By the time he turned 21, he decided to move to Los Angeles to try his luck, the place where music happened (and still does) because he wanted to see how a normal life was, off the road and a new town every night. He took a year off to feel his way around before forming a new band with the guitarist from his Outsiders’ time, Walt Nims.
They started writing together but the first two songs didn’t do much, until they recorded the Nims penned “Precious and Few” which exploded onto the charts and all at once they were touring again. Climax disbanded in 1975 essentially because they did not receive the promotional attention of the label. In those days the music industry rapidly moved from art to corporate and many artists and bands became the victims of corporate greed and mismanagement. The lawyers had taken over artist development and label A&R.
He was disillusioned because a song with a great potential, that was written especially for him, was manipulated to become a top hit for a reformed Righteous Brothers band. This song was “Rock and Roll Heaven” with the unforgettable hook: “If you believe in forever, life is just a one night stand. If there’s a rock and roll heaven, they’ve got a hell of a band.”
Geraci left the music business in the early 1980s, but tried a comeback, backed by Donnie Iris’ Cruisers, under the pseudonym Peter Emmett, in 1983, releasing an unsuccessful album on MCA.
Around 1980 he stopped performing.
“I moved back to the Ohio area and got involved in the home improvement family business. There really was no call or demand for us. Around 1985, I started getting phone calls, in the beginning of the year, about doing some shows, which I didn’t understand. I didn’t know what was going on at that point and I went and did a couple of shows. The first one I did was in Toledo, Ohio, with Alex Chilton and The Box Tops and Gary Lewis. But, it was amazing, because it was an outdoor show packed with people and we all doing our songs again, and it was almost like we were brand new groups again. We couldn’t believe what was going on. All of a sudden, they asked if we wanted to do a tour together and they added Dennis Yost and The Classics IV and a couple of other acts. We toured that whole summer with tons and tons of dates. That was in ’85.
Later, he played the oldies circuit with about fifty one-nighters a year, mostly in the summertime. He also performed for a while with the Grass Roots in 2002 and toured from 2007-2012 as Sonny Geraci and the Outsiders. In April 2012, Geraci suffered a brain aneurysm requiring intensive care.

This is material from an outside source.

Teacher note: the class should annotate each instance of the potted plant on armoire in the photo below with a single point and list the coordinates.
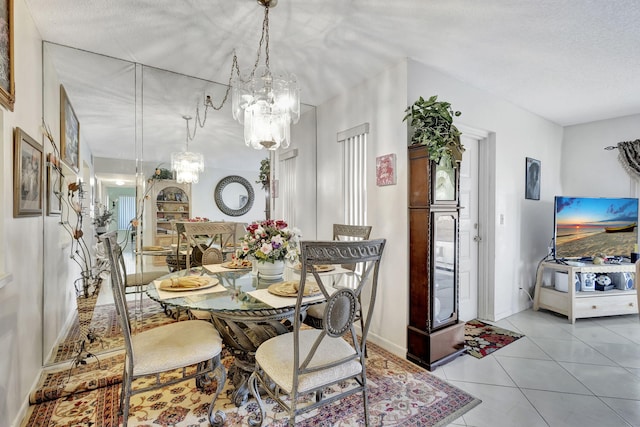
(435, 334)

On November 15–16, 2013, a benefit concert for Geraci was held at the Z-Plex at Stringz ‘N Wingz in Streetsboro, Ohio. The benefit concert featured several musicians and groups including The Rip Chords, Dennis Tufano, Gary Lewis, Frank Stallone, Gary DeCarlo, Joey Molland, Terry Sylvester, Billy Joe Royal, Ron Dante, Pat Upton, Jim Gold, The Shadows of Knight, The Michael Weber Show, Johnny Farina, The Vogues and the 1910 Fruitgum Company. Sonny Geraci passed away on February 5, 2017. He was 69.